As staff work from home, many businesses are leaning hard on e-mail to route payments for approval and to onboard suppliers.
E-mail is not secure, it doesn’t provide a chain of custody assurance, it doesn’t enforce separation of duties, it doesn’t track actions taken on a transaction, and it doesn’t prevent critical information from being deleted ahead of schedule. CFOs know that payment fraud can result in significant financial losses, reputational damage, strained trading partner relationships, and even fines.
These pain points make it challenging for CFOs to grow the business.
Embedded payment solutions help CFOs address the biggest pain points in disbursing funds.
Embedded payment solutions enable accounts payable staff to initiate single or mass payments with one click of the mouse from within the familiar screens of their legacy software or ERP application. No more check printing or stuffing envelopes. No chasing down managers for approval. No more checks lost in the mail that must be replaced. The efficiencies provided by electronic payments free staff to focus more time on strategic activities that support a CFO’s objectives for driving revenue growth and profitability.
What’s more, embedded payment solutions provide CFOs with greater control over the timing of payments for optimum working capital management. Approved payments can be made instantly or scheduled for a future date, depending on the organization’s cash flow.
Embedded payment solutions provide real-time visibility into the status of payments. Accounts payable staff can instantly view invoices ready for payment, payments that are in process, suppliers awaiting onboarding, and payments eligible for financing.
Details such as the total value of invoices ready to pay and the individual invoices associated with a payment - are instantly available. And staff can easily access historical payment information to analyze trends and forecast cash. These insights empower CFOs and their finance teams to make better-informed decisions about cash flow and corporate spending.

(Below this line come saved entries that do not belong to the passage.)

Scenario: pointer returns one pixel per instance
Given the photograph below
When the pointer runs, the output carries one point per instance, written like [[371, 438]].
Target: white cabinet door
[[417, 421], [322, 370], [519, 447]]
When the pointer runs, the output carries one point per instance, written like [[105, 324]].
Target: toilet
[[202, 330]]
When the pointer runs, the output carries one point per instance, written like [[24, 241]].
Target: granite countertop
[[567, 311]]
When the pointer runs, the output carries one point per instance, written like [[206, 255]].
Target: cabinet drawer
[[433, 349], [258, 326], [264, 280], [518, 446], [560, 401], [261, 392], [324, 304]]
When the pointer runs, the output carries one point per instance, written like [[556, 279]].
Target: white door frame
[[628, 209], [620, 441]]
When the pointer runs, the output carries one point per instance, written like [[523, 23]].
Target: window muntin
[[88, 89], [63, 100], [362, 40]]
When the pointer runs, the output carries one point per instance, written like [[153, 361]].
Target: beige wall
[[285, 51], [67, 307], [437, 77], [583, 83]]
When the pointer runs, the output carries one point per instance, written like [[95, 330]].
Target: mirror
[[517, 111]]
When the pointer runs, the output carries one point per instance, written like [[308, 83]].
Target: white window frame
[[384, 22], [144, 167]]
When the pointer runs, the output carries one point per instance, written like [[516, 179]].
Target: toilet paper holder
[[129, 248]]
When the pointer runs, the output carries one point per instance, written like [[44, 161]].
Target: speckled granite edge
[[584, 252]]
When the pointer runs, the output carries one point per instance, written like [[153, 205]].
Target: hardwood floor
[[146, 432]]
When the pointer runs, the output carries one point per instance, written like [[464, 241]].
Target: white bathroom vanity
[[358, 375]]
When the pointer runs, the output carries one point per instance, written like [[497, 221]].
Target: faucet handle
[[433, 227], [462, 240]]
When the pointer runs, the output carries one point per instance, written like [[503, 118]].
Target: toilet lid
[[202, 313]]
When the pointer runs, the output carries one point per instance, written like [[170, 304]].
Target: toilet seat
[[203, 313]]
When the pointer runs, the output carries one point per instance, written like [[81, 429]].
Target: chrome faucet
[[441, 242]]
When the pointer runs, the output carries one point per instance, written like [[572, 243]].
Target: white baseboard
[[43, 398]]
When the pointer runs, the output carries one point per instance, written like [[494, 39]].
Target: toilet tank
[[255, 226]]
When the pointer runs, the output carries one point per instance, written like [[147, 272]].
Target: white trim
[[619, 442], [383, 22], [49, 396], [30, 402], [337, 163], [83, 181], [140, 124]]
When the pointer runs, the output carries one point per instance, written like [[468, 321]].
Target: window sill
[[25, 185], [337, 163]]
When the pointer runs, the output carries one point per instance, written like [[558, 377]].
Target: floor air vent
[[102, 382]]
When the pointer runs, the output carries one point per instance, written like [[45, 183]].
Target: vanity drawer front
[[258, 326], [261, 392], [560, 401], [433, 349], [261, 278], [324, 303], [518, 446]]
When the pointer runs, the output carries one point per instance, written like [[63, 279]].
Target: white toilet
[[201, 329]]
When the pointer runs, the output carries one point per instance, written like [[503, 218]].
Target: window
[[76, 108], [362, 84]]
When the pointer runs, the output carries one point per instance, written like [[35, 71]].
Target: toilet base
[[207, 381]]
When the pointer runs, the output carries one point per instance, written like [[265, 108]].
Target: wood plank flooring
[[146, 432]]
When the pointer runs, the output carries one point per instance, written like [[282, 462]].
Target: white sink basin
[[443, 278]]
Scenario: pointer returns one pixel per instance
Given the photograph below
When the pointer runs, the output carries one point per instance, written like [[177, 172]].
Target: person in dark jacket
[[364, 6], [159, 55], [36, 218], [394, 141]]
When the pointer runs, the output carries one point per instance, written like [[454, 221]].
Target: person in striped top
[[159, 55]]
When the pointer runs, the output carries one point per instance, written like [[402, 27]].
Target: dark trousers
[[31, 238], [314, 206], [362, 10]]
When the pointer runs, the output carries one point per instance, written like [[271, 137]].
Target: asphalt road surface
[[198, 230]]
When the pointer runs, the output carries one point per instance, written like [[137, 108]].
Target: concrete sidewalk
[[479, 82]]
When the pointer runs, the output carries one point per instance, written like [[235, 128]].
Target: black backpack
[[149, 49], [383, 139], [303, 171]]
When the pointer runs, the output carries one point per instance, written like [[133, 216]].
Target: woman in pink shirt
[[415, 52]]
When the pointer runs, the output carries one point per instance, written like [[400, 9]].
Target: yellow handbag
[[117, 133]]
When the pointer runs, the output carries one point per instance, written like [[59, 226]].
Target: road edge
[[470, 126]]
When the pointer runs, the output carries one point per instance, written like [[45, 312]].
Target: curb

Embedded payment solutions mitigate the risk of payment fraud. The technology is seamlessly integrated into a buyer’s software or ERP application, reducing errors and the need for risky handoffs. There’s no chance of payments being intercepted in the mail.
All payment data resides in a single consolidated system with bank-grade security. Virtual card transactions use a randomly generated number, or token, associated with a card account that can only be used once and only for an amount and time range defined by the payer.
Real-time payment reconciliation enables staff to quickly act on suspicious transactions. And built-in onboarding tools validate the payee’s identity.
Embedded payment solutions provide CFOs with a better option for managing payments and cash. CFOs are looking ahead to growing their businesses. They want to improve revenues and profits. Embedded payment solutions are one tool for helping them do that.